In the early years of the Blast when we were regularly selling out the Civic Center, lots of components came together and fit with one another like pieces of a puzzle to make it all happen.
We sold out the building 56 straight times at one point.
That’s 56 straight games with 12,000 people in the place.
Anyway, one of the folks who was instrumental in that accomplishment was a young man named Wayne Sherman. Sherman, like p.a. announcer Bill Rothe and “behind the scenes” music and entertainment wizard John Wright, was an off-field member of the Blast team that made those wild nights on Baltimore Street a reality.
He was our version of Wild Bill Hagy.
Wayne was the guy who would hold up the big B-L-A-S-T signs and get the crowd revved up with a deafening “BLAST!” cheer throughout the game. Rothe, who had an uncanny sense for when Wayne would initiate his work in the stands, would always defer to Sherman and quiet himself on the mic just in time for the crowd to blow out a huge “B…..L…..A…..S…….T!”
“The Kid” was such a part of our in-game environment that Blast owner Bernie Rodin gave him a championship ring when we won the title in 1983-84.
Sherman would occasionally travel with the fan club to places like New York and Pittsburgh and Cleveland and our traveling party of 50 or 100 or sometimes more than that would drown out the home crowd when Sherman would lead the cheer. One night in Cleveland, the Force owner tried to keep Wayne from bringing in the big letters he used to lead the “BLAST” cheer, but he somehow snuck them in.
There were lots of things that came together in the early 1980’s to make Blast soccer the hot commodity it became…and Wayne Sherman was one of those elements, for sure.
If you went to a Blast game during the “hey day”, you know I’m right.
It’s with great sadness that I report of Wayne’s sudden death yesterday. I’m not exactly sure how old Wayne was, but I’m thinking he was somewhere in his early 50’s.
Wayne was “the Mayor” of Morrell Park. Ask anyone down there and they will agree with that statement.
I last saw him about four months ago in downtown Baltimore. I was walking out of a restaurant and he was getting out of a car. True to his Baltimore roots, he was wearing an Orioles winter “hoodie” and a black and purple Ravens winter hat. I jokingly said, “What, no Blast stuff in your closet anymore?” and he took out his wallet and showed me a 1984-85 Baltimore Blast fan club I.D. card with his name on it. “I always have the Blast with me,” he said.
I’m sure Wayne’s first greeter in heaven yesterday was another man partially responsible for the Blast’s early-years success…the great Charley Eckman.

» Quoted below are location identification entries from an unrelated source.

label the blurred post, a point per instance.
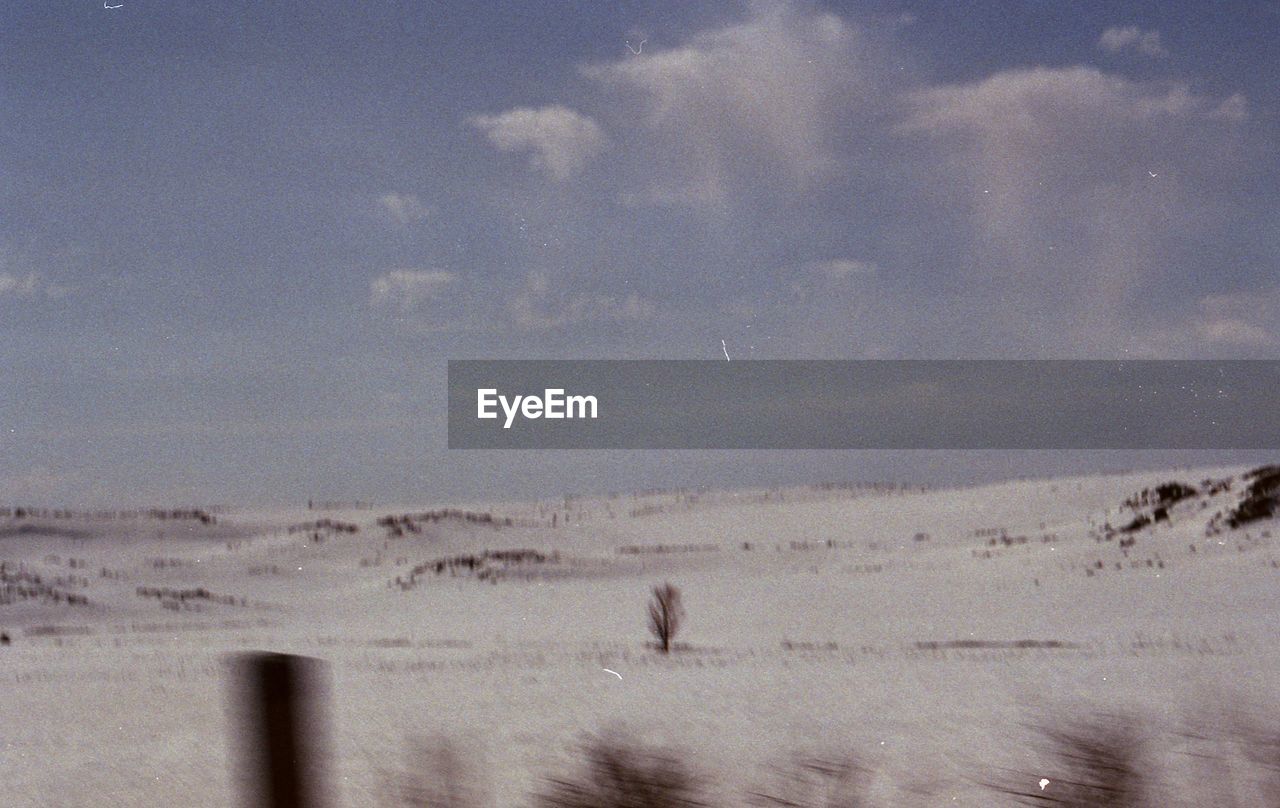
(282, 731)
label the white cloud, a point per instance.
(1078, 185)
(840, 269)
(31, 286)
(408, 290)
(764, 97)
(1239, 320)
(1132, 37)
(405, 208)
(538, 306)
(561, 141)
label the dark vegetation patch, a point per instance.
(188, 599)
(643, 549)
(1261, 500)
(324, 525)
(489, 565)
(1002, 644)
(617, 774)
(412, 523)
(19, 584)
(199, 515)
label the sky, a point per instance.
(238, 241)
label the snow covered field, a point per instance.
(919, 633)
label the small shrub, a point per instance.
(666, 614)
(616, 774)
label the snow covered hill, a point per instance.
(918, 631)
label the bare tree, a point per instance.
(666, 615)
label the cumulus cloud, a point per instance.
(403, 208)
(1078, 183)
(764, 95)
(840, 269)
(408, 290)
(1239, 320)
(560, 140)
(1132, 37)
(539, 306)
(30, 286)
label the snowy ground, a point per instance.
(918, 631)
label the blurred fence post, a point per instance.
(282, 733)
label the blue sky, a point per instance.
(238, 241)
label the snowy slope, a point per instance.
(914, 629)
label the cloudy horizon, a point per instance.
(240, 242)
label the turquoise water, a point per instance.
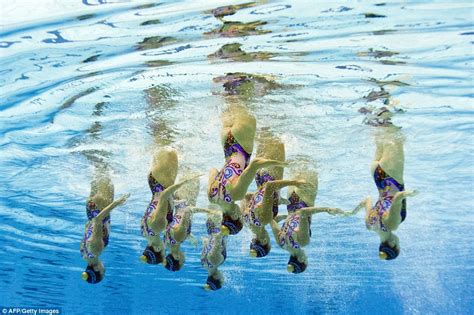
(80, 82)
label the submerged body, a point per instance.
(230, 184)
(97, 229)
(390, 209)
(295, 232)
(259, 208)
(214, 253)
(159, 212)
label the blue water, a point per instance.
(61, 59)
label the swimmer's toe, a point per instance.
(290, 268)
(225, 230)
(84, 276)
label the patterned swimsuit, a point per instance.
(250, 217)
(177, 220)
(212, 231)
(156, 189)
(288, 233)
(237, 159)
(92, 212)
(388, 187)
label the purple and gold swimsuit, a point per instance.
(92, 212)
(237, 159)
(387, 187)
(156, 189)
(249, 216)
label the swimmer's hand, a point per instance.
(262, 163)
(280, 217)
(410, 193)
(304, 184)
(335, 211)
(123, 199)
(193, 240)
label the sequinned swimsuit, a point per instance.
(288, 233)
(156, 189)
(92, 212)
(212, 232)
(178, 218)
(387, 187)
(237, 159)
(249, 216)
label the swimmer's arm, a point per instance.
(205, 210)
(334, 211)
(164, 197)
(275, 230)
(392, 219)
(215, 254)
(238, 191)
(168, 192)
(193, 240)
(313, 210)
(279, 184)
(96, 245)
(106, 211)
(275, 185)
(280, 217)
(366, 203)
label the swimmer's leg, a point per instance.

Charley always spoke highly of Wayne both on and off the air.
And, I’m quite certain once he met up with Charley yesterday, Sherman had those B-L-A-S-T cardboard letters with him.
Wayne Sherman was a good man.
A few weeks ago in DMD, I posted something about Lyme disease and asked you to be vigilant this summer and protect yourself by checking your body and clothes after being outside and learning more about the symptoms in the event you find a tick on/in your body.
I’ve been dealing with my Lyme disease for the better part of three years now because I didn’t put one and one together when I experienced some of my early symptoms. I’m now considered in the “chronic Lyme” stage because medication can’t really help in my situation.
But I can still help others battle Lyme disease.
I’m happy to report my warning a few weeks back helped listener/reader Phil, who was puzzled by some sudden joint pain in his right hand and an irregular heartbeat. He learned those were Lyme symptoms (the same way we learn most things these days — from Google), saw his doctor, started a dose of antibiotics — and now feels 100% better.
If you catch it in time, Lyme can be handled.